スーツの男・佐伯は碗の麺つゆに蕎麦をつけ、口に運ぶ合間に問題点を指摘する。
「新庄氏が犯人として、東京で一人暮らしをしていた婆様の遺産配分を巡って、新庄氏が月ノ輪村の鈴木茂商店を訪れた理由が判らなくなる。もし新庄氏が独り占めを謀ったり、有利に事を進めたりしたいのであれば、そもそも、やってきはしなかったのではなかろうか? また、新庄氏がくる前に鈴木社長が東京にいく理由はなんだったのだ?」
県警本部から、巡査宛で、店に電話がかかってきた。
昼食時まで働かされるとは真田巡査も気の毒だ。電話を切った老巡査は血相を変えて、佐伯に報告した。その上で、なるほど、と手を叩いた。
「鈴木茂商店は、多額の負債を抱えていたそうです。鈴木社長は、老婆の遺産をかけて新庄氏と競合関係にある。呼びつけて、罪をなすりつけたというのはどうです、佐伯さん?」
ざるを盛ったせいろ二枚を平らげた佐伯は、麺つゆに蕎麦湯を足して一口飲み、卓上に置いた。
「真田さん。本件は、きわめて単純ですよ。そもそも新庄氏と会っているのは鈴木夫人だけだ。つまるところ、新庄氏なる存在は初めから存在してなどいない。鈴木茂氏の居所をみつけたいのならば、夫人を、不法滞在者・金田にあわせればいいのです。顔色を変えることでしょうね。鈴木社長は、警官を殴って刑務所に二、三か月収監され、アリバイをつくろうとしていた。
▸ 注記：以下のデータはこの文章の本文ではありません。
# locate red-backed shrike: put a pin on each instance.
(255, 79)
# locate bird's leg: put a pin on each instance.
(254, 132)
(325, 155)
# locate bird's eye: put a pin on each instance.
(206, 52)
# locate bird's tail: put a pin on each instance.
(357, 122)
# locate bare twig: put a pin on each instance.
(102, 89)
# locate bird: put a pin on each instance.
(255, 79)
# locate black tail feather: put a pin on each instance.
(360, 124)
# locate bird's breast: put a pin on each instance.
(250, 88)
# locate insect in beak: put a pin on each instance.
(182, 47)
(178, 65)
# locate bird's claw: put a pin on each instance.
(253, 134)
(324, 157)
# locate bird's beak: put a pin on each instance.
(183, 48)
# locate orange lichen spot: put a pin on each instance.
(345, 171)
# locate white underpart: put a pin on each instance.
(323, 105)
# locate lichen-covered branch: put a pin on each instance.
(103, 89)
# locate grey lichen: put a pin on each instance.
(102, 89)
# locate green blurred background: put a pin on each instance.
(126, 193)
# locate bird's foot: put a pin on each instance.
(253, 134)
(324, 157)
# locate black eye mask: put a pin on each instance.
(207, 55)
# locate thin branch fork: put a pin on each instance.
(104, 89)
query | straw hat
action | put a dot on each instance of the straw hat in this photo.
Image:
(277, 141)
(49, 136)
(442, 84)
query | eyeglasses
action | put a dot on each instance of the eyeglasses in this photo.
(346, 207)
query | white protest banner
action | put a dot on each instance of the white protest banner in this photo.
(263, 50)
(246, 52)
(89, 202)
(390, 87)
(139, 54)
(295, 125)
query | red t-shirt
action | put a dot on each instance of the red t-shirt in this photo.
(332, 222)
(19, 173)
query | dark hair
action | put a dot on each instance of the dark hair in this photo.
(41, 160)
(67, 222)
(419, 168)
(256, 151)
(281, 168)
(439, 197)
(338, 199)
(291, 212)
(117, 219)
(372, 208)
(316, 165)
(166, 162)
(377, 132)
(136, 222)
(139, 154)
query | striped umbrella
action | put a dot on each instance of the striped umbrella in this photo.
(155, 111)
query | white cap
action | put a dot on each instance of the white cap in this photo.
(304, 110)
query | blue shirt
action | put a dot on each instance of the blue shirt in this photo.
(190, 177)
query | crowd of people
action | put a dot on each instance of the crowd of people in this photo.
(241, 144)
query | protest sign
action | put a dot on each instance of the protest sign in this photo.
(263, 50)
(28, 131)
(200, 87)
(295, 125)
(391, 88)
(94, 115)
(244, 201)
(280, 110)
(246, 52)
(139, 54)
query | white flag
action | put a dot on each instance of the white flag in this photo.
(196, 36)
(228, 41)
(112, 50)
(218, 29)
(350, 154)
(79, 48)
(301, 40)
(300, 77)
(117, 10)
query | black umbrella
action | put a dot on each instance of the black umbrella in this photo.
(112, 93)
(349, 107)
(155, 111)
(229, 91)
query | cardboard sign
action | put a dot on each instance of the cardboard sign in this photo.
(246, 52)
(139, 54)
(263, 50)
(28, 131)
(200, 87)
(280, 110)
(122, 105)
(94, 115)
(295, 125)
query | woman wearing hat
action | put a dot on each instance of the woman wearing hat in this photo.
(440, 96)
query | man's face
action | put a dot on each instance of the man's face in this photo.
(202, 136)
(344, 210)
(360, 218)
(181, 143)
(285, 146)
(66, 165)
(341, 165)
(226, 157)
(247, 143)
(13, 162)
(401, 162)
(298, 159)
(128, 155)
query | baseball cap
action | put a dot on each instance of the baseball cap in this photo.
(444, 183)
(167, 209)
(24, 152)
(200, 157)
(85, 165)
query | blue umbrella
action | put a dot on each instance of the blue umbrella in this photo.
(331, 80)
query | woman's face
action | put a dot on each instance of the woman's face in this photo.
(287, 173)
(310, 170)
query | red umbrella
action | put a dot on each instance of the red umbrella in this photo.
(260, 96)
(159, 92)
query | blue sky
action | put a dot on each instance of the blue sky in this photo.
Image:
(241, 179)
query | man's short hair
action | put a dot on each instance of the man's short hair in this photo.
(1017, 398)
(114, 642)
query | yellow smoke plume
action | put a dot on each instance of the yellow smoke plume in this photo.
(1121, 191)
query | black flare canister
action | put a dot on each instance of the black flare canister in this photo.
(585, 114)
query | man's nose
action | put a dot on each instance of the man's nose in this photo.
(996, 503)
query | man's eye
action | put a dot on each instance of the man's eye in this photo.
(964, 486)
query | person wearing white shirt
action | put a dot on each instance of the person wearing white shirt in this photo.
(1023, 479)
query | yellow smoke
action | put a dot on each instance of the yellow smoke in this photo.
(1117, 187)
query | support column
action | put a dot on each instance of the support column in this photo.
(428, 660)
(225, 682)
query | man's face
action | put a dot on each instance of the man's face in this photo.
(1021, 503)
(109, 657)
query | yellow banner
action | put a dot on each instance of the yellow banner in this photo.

奴の社員に川に下ってゆくのをみられたというのも、質屋に自身の時計を質入れしたというのも計算のうち。拘置所にぶち込まれ、本国に強制送還されるとなったら万々歳、というわけです。……金田になりしました鈴木社長はけっこうなインテリで、あっちの言葉をけっこう修得しているんじゃないですか? 国籍は行き倒れになったアジア系外国人のパスポートを闇市場で購入したものというところでしょうか?」
真田巡査がそのあたりの事情を県警本部に打診してみると、事実そうであることが確認された。
*
週明け、長身の公設秘書は東京のセンセイのところに戻って行こうとしていた。役場前停留所でボンネットバスを待っていたとき、見送りにきた私にきいた。
「なあ、明菜くん。蕎麦は打てるか?」
「一応……。更科亭のようにはいかないけれど」
長野行きのバスがやってきた。
若い女性車掌がバスの扉を開ける。
佐伯がステップを昇る。
「それを僕に喰わせてくれないか?」
私が、「いいわ」と答えようとしたとき、ドアが閉まり、バスは砂煙をまき上げて走り去っていった。まったく、なんて奴だ。蕎麦を打ってくれだと? この場合、二つの仮説がなりたつ。一つは言葉のあやでそういう場合、もう一つは、プロポーズになる。悶々としてきた。今夜は眠れそうにない。